A couple of weeks ago, I planted my bare root alders (Alnus glutinosa), serviceberry (Amelanchier canadensis), and american plum (Prunus americana.) My next plantings will be in the spring and I will finish the tree planting next fall (2015) with the apples. Here is a list of the trees and shrubs that I’ve ordered. I, initially, chose to graft the apples onto EMLA 7 semi-dwarfing rootstock; though, I am reconsidering. I may switch to EMLA 111 because it is supposed to be more adaptable to reduced drainage. The jujube are ordered as rootstock and scion wood which I will graft myself. I will, over time, plant annual and perennial herbaceous plants between and around the primary trees and shrubs. They will serve to support pollinators and beneficial insects, help build a deep and healthy soil, accumulate nutrients and fix nitrogen, and cover and protect the soil. Some of these plants will be very useful and delicious to humans as well! In fact, I expect that I will be planting my squash up on these berms next year while the trees are very small and when I need a vigorous ground cover.

Stefan, recommends a special type of training for fruit trees which limits, greatly, the need for annual pruning. He finds that when branches are trained below horizontal; vigorous upward growth is avoided and more fruiting is promoted.
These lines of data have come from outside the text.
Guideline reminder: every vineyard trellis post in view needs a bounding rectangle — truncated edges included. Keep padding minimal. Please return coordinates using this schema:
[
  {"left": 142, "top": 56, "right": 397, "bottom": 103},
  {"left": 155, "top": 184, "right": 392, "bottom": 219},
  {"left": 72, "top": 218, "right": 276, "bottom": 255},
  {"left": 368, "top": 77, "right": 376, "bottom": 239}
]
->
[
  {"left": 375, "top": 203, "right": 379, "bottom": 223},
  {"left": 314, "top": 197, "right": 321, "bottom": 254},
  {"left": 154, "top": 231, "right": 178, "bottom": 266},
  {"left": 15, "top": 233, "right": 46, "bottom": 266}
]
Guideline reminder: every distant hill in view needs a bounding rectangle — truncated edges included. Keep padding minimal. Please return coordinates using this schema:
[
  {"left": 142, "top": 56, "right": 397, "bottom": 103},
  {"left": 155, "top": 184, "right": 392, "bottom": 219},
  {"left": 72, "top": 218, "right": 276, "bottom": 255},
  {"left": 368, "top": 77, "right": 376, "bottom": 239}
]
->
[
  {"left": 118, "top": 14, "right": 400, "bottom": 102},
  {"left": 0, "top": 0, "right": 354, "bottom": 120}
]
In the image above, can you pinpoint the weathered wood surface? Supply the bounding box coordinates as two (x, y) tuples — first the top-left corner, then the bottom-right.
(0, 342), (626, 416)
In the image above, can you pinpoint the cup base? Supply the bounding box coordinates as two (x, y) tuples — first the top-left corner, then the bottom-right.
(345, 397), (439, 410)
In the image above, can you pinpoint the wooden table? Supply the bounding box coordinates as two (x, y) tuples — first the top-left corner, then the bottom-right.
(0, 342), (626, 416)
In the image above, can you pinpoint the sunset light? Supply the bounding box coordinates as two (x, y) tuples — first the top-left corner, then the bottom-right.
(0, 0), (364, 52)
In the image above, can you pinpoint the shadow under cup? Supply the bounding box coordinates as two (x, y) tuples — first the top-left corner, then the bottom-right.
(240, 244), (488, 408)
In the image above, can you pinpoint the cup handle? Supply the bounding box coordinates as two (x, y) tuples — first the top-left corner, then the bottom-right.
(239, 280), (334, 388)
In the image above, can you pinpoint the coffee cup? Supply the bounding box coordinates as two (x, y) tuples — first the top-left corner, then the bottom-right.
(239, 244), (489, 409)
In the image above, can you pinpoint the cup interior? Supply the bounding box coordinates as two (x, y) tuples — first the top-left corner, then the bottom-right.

This technique may prove to be very useful. I came into some interesting information about growing orchard fruit in silty loam soils as we have. Eliza Greenman suggests in her article that, in our type of soil and humid climate (she describes a humid Virginia climate), the fertility and moisture held in contoured swales can encourage a lot of vigor, too much vegetative growth and fewer fruit. Very interesting! We’ll see!

The next step before spring planting is to get the fencing in. We have deer and they will, certainly, kill off the young trees. I have decided to install a 3-d fence.

I am a beginner. It is exciting to move from reading about something to applying that knowledge. There are many confusing moments and mistakes seem inevitable. Happily, I’ve got these visions of plums and apples and sea berries and jujubes and peaches and persimmons dancing in my head. We are going to grow an orchard!

Addendum: After some correspondence with Big Horse Creek Farm (the farm that will be supplying my apple trees), I’ve decided to go with MM.111 rootstock. They have been very helpful and I look forward to planting the apple trees in fall, 2015.